Collective brainstorming and sharing of experiences is useful for exploring all your options, including options that you would not have otherwise acknowledged.

This is regardless of what the OP decides to do with such options. Their life, their choice, their consequences.


----------



## Girl_power (Aug 11, 2018)

Work through problems. Get a different perspective on things. I personally have identified a lot of my problems by talking through things with you people. 

I also love telling people my opinion


----------



## bobert (Nov 22, 2018)

examp said:


> Why do people come here? Do they come to find out if they are right or to be told they are right?


There are some people who come here and want everyone to agree with them. Those posters generally don't last long, and possibly went back to their bridge after getting a rise out of everyone. 

There are some people who come here to have other people confirm their suspicions or choices. If they have 20 people telling them that yes, their spouse does suck then may get the boost they need to do something about it. 

There are some people who are looking for outside opinions because friends and family are biased, or they don't want to share with others. 

There are some people who just want more opinions or to bounce ideas off of a group of people. 

There are some people who have no support systems and are looking for one, whatever that means for them.

There are some people who vent through writing and a forum is a huge help for them. 

There are some people who are just bored and seem to want to socialize.

It's not like there is one answer for everyone.


----------



## Max.HeadRoom (Jun 28, 2014)

I came here to explore the crazy thoughts I was having. Mid life crises, I did not want to blow up my life & needed different tools and thinking. 

Once here I also explored the affair my late wife had on me as well as the one 1st gal I dated after she died.

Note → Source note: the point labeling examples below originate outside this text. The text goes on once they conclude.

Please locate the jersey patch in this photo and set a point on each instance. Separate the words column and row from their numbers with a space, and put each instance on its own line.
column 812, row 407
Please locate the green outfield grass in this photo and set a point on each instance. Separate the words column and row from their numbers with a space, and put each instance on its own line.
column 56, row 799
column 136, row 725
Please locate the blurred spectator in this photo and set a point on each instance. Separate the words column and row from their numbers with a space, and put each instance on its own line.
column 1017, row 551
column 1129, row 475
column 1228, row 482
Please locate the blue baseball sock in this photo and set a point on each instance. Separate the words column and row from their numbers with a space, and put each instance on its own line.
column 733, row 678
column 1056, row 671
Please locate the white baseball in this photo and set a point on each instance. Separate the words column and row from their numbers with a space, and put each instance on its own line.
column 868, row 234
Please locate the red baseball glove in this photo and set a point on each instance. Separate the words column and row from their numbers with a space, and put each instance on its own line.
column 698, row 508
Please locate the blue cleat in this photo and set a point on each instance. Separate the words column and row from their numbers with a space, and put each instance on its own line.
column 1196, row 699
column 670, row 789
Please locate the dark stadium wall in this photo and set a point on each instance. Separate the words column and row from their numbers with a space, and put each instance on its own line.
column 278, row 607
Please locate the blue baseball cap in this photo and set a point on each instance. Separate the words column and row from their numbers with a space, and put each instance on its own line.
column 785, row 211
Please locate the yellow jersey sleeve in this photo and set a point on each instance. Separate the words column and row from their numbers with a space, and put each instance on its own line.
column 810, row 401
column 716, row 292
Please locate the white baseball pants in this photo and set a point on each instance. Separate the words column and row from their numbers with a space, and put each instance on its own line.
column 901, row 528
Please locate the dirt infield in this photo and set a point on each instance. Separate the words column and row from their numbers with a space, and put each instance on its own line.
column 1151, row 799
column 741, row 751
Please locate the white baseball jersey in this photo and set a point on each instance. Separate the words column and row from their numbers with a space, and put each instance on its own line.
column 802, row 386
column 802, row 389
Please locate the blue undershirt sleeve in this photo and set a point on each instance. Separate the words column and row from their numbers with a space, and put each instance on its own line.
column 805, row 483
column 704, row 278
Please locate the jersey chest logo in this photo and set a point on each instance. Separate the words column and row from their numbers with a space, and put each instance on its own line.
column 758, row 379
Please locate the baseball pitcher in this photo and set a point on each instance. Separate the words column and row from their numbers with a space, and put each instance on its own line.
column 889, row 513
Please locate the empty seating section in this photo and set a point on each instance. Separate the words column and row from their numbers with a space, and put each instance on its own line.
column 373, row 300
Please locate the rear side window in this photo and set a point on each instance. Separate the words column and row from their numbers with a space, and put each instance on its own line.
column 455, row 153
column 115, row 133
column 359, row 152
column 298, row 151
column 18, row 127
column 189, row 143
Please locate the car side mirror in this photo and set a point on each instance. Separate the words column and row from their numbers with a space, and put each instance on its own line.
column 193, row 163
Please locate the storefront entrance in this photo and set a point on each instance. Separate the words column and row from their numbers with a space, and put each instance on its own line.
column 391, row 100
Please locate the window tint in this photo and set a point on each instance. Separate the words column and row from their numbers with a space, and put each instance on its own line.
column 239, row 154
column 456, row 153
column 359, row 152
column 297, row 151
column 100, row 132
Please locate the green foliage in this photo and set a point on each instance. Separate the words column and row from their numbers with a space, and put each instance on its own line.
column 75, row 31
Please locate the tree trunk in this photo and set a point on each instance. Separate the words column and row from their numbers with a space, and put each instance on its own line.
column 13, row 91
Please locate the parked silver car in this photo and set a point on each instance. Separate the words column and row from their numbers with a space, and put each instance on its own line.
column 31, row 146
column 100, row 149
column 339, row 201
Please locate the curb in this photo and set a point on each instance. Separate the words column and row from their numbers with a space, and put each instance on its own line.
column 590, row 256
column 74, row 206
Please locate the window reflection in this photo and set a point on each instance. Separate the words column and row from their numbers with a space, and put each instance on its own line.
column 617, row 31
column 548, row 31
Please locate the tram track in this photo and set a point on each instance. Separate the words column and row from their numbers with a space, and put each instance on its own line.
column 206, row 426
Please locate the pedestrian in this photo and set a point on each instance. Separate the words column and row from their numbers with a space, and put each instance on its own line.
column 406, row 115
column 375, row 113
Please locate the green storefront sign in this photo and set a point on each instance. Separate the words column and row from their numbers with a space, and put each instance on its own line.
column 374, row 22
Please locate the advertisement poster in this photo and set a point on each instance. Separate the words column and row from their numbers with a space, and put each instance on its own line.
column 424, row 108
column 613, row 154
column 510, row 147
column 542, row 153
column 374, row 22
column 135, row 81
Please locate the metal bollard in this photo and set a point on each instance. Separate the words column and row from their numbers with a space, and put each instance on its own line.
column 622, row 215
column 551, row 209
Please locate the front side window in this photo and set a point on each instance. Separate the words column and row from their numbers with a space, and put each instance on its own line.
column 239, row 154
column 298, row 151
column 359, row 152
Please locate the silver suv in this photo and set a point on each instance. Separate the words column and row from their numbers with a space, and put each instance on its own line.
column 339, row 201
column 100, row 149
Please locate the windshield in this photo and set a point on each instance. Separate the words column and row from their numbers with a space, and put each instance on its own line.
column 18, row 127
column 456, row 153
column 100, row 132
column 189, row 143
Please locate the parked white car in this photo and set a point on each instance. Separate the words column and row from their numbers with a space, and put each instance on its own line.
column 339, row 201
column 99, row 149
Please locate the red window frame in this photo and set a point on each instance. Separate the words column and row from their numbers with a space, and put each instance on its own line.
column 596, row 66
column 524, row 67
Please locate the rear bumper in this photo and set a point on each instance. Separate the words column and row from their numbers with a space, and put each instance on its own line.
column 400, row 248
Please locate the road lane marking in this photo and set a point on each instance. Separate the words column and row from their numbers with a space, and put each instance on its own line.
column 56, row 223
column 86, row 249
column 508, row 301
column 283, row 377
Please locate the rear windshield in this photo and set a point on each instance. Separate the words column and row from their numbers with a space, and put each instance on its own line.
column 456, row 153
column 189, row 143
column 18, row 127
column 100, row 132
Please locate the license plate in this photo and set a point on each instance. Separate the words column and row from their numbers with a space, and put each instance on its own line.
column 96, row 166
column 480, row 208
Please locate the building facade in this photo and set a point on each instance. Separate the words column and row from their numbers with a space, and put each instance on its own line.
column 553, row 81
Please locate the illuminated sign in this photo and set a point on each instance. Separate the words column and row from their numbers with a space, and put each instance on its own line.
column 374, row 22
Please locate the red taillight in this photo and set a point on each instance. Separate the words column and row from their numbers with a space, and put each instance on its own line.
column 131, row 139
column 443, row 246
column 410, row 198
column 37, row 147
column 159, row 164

I never posted about any of this, preferring to keep reading.


----------



## Personal (Jan 16, 2014)

examp said:


> I had better start a new discussion since my previous one got sidetracked with this question. Do they come to find out if they are right or to be told they are right.


I don't know.

Why do you come here, is it because you want to find out if your right or to be told you are right?


----------



## LisaDiane (Jul 22, 2019)

Girl_power said:


> Work through problems. Get a different perspective on things. I personally have identified a lot of my problems by talking through things with you people.
> 
> I also love telling people my opinion


You are VERY good at it, too!!!


----------



## LisaDiane (Jul 22, 2019)

examp said:


> I had better start a new discussion since my previous one got sidetracked with this question. Do they come to find out if they are right or to be told they are right. Everyone thinks they are always right and never do wrong even me, and even if told by others wont agree and dismiss it. If someone doesnt give all the necessary details even when prompted that is telling why he is here. Another thing wrong. *In marriage there is no right and wrong. *Two people can be doing all the wrong things and still have a wonderful marriage. Just because one does it right that is no reason to expect the one doing it wrong to change. If because the children shouldnt copy then it may be different..


For the bolded: Oooooooh YES there is!


----------



## tigerlily99 (Nov 21, 2015)

I posted several threads on here between 2016-18 to help me navigate some aspects of reconciling with my husband after my emotional affair.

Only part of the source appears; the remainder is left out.